Toute opération visant à éliminer une phase (eau par séchage, matière organique par digestion, compostage ou combustion) concentre les ETM, mais augmente leur stabilité (donc réduit leur disponibilité). Toute opération impliquant l'ajout d'un élément (structurant pour le compostage, chaux pour le chaulage) entraîne une dilution des ETM.

La valeur de la concentration totale est insuffisante pour prédire le devenir dans le sol des ETM : il est important de prendre également en compte la disponibilité. Cependant, les éléments permettant d’apprécier la spéciation des ETM ne sont pas disponibles pour toutes les Mafor, et la grande diversité des matrices et des techniques d'analyse de la spéciation rend les comparaisons très difficiles. Néanmoins, il apparaît que les différents procédés appliqués aux Mafor brutes, tels que le compostage ou la digestion, conduisent à une réduction globale des fractions facilement mobilisables et à une plus forte stabilité des complexes formés avec la matière organique, notamment lors du processus de compostage.

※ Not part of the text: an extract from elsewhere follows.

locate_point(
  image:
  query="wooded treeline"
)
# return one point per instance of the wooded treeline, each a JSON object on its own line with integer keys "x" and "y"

Flux d'apport aux sols agricoles

Les flux d'apport aux sols agricoles via les Mafor ont été estimés à l’échelle nationale et régionalisée, et comparés aux autres sources d'ETM que sont les contaminations atmosphériques et les apports par les engrais de synthèse, les amendements basiques et les traitements phytosanitaires (voir Tableau 3-13 de synthèse en fin de section).

A l’échelle nationale (Figure 3-8), les estimations des flux d'ETM entrant sur les sols agricoles par l’apport de Mafor

dépendent de l’élément considéré. Les déjections animales représentent la source principale (> 50%) pour As, Cu, Hg, Mo, Ni et Zn, alors que les engrais minéraux contribuent le plus à l’apport de Cd, Cr et Se (> 40%). Les apports d’ETM dus aux boues et composts d’origine urbaine ne contribuent pas à plus de 20% du total des apports. Toutefois, à l’échelle d’une

parcelle amendée, les flux effectifs d’ETM et leur origine dépendront des modes de fertilisation appliqués et des

caractéristiques des Mafor épandues, qui ne sont pas toujours connues. Les flux liés aux cendres de chaufferie bois restent très faibles à l’échelle nationale ; mais à la parcelle, ces flux peuvent être importants pour des éléments comme As, Cu, Cr et Pb, et approcher, voire dépasser, les seuils maximum réglementaires de flux pour ces éléments.

Figure 3-8. Flux annuel d'ETM apportés aux sols agricoles en France : contribution des différentes sources, à l'échelle nationale pour 10 ETM (a) et à l'échelle départementale pour le Zn (b)

a.

Source : Sogreah, 2007

b.

Parmi les ETM considérés dans l'ESCo, Cu et Zn sont les éléments dont les flux sont les plus importants lors de l’apport de Mafor. Ainsi un apport annuel d’effluent porcin (correspondant à une dose de 170 kgN/ha) induit une augmentation de l’ordre de 1 à 2% de la concentration en Cu et Zn du sol en surface. Les pertes annuelles par lixiviation, érosion ou transfert aux plantes sont plus faibles, conduisant à une augmentation graduelle des concentrations des sols en Cu et Zn, lorsqu’ils sont amendés avec ce type d’effluents d’élevage.